One commenter specifically caught my attention giving an example of “readable” C code from the Unix source code. Here is the second function from the source file:

/*
* Wake up all processes sleeping on chan.
*/
wakeup(chan)
{
register struct proc *p;
register c, i;
c = chan;
p = &proc[0];
i = NPROC;
do {
if(p->p_wchan == c) {
setrun(p);
}
p++;
} while(--i);
}

This is part of one the most influential operating systems written, but at least in my book this code wouldn’t pass code review. It will fail because:

  • using one letter variable names is bad – this is the biggest offender by far.
  • wakeup is a really general name for such a specific function. wakeup_on_channel is better.
  • Abbreviating “Number” to N in NPROC.
  • Not declaring input variables type (TiL that the default is int…)
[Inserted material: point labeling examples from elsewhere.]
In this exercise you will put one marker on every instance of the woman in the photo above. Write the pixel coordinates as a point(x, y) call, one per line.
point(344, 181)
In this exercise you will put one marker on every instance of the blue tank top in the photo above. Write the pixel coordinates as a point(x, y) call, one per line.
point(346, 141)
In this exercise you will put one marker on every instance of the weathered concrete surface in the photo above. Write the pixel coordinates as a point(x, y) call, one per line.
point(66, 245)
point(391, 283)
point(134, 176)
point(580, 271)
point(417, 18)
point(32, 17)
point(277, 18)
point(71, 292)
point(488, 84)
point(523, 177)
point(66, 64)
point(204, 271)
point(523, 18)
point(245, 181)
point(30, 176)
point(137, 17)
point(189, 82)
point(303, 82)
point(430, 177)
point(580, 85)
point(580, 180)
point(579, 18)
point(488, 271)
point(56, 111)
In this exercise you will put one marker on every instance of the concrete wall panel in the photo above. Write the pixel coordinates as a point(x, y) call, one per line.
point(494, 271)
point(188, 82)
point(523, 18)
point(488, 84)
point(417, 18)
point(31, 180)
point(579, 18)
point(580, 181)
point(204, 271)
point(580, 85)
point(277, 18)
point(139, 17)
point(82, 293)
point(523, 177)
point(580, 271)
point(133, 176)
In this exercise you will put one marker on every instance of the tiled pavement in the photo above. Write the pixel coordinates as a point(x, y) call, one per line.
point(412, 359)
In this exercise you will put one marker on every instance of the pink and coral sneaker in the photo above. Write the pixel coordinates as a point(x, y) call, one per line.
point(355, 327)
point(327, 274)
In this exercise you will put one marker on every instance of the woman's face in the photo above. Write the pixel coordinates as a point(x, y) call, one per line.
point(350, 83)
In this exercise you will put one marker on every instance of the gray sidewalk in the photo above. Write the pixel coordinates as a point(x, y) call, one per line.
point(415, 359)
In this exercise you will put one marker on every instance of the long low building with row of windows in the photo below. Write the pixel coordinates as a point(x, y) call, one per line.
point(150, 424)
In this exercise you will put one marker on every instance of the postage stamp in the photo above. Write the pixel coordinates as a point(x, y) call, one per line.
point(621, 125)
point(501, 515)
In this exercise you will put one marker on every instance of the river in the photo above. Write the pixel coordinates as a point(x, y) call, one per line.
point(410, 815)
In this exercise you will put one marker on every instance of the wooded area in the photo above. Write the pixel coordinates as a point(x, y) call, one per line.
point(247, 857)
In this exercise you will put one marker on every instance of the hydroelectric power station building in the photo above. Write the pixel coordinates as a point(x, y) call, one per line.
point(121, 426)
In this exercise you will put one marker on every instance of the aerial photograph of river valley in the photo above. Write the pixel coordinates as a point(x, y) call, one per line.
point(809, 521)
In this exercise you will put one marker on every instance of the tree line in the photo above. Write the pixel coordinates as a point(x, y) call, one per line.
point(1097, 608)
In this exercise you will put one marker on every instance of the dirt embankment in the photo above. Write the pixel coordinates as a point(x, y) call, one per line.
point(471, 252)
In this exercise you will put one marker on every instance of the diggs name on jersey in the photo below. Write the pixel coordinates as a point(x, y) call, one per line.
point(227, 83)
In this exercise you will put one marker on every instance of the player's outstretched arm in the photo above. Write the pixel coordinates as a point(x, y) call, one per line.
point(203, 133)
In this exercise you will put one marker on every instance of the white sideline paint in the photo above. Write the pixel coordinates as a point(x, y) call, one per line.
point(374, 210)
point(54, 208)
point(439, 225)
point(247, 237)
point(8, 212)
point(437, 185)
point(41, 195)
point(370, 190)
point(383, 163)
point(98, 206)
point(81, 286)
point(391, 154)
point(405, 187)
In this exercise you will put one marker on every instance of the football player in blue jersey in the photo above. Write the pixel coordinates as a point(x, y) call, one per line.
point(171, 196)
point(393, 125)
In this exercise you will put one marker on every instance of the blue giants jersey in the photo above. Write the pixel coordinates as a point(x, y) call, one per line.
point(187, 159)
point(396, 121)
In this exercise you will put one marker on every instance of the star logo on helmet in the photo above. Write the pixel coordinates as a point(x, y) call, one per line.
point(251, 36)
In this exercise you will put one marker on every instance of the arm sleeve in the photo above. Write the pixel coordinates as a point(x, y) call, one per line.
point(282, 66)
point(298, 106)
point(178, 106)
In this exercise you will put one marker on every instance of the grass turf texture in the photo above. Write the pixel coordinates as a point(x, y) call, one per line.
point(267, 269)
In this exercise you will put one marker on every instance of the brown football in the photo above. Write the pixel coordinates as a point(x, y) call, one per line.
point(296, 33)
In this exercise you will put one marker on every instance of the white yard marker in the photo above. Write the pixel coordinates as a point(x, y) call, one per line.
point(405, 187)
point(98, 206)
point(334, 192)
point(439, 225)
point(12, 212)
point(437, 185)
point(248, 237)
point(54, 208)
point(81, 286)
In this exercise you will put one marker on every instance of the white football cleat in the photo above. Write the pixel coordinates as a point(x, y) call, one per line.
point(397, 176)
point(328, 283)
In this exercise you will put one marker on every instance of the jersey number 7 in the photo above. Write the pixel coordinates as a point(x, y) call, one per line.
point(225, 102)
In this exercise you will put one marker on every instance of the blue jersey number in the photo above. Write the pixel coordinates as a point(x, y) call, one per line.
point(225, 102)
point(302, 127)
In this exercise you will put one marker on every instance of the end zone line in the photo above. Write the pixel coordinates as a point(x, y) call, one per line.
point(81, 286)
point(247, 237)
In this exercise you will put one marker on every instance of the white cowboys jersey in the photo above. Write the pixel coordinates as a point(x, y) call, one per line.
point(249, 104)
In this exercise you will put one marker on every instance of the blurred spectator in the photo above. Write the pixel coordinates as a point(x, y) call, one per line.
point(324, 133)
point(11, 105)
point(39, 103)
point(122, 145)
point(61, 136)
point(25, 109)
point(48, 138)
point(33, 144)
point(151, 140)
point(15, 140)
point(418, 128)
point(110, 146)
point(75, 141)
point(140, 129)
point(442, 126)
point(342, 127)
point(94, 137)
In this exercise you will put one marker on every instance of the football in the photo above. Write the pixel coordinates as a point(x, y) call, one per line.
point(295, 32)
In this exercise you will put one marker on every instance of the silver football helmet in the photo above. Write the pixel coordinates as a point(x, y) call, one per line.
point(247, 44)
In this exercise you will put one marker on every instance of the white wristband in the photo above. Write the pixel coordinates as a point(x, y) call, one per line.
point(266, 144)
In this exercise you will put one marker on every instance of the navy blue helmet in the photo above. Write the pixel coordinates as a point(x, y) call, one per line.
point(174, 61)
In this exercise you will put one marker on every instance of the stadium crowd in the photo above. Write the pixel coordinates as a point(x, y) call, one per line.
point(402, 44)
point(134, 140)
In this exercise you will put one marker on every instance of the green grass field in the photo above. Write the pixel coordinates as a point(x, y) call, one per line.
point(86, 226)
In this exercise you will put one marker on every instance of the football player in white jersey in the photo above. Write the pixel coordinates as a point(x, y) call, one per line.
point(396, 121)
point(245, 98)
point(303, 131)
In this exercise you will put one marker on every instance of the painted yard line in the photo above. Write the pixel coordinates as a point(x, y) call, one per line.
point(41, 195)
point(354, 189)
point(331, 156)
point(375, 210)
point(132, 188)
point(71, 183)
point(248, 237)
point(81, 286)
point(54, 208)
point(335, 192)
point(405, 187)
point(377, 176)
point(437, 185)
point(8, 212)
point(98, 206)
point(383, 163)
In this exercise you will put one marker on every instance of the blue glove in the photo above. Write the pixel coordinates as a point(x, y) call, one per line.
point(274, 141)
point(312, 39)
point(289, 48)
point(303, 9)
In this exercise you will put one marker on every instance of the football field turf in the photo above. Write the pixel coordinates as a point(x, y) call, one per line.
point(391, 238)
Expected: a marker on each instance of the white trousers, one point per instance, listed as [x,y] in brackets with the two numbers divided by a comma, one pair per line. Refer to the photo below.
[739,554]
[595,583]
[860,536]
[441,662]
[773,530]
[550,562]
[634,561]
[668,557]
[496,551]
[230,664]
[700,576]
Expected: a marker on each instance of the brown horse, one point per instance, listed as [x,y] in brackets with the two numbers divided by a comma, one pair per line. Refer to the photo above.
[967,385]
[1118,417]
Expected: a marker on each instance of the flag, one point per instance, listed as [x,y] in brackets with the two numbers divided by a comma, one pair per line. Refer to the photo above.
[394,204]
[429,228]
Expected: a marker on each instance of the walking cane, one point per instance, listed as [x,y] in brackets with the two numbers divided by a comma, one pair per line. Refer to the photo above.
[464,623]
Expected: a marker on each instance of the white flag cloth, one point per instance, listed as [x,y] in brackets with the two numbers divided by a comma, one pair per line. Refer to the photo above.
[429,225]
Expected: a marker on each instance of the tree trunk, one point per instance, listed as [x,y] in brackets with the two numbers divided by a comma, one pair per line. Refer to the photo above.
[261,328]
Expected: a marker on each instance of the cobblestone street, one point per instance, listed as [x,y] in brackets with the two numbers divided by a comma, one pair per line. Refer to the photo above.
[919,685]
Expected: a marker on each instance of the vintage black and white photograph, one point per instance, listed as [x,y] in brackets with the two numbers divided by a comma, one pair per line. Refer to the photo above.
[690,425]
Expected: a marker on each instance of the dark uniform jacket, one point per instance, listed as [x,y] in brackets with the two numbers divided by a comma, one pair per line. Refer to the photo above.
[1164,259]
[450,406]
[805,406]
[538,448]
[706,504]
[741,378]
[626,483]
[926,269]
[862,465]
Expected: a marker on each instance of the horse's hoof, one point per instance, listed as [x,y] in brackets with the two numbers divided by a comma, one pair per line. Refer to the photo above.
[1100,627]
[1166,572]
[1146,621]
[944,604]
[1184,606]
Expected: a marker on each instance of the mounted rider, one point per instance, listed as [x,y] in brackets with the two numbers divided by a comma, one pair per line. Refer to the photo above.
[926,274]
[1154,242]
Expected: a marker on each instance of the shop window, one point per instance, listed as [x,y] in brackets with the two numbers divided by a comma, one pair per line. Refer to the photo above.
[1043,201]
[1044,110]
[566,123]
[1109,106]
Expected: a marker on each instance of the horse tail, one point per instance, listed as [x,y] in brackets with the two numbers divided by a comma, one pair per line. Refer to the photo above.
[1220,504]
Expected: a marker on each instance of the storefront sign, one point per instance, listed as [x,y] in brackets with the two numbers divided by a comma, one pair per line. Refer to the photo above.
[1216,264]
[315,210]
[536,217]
This brings me to the second contributing point to my theory – writing something hard to read will be strongly discouraged by some communities more then others. High level languages are written with the axiom that code must be easy to understand. It’s even in their name – high means farther from machine code and closer to humans while low-level means closer to machines and their language.

Looking back at the HN discussion, you can make some good educated guesses about who in that thread is a high level programmer and who works closer to the metal. These two groups might not get each other’s context and so this discussions goes round and round. Both groups need to acknowledge that languages like C will need more comments and documentation to be understandable and that while commenting is good it might be a strong code smell that you need to refactor in a higher level language. I usually use this Python idiom – if you feel the need to comment something, make it into a function and write a docstring.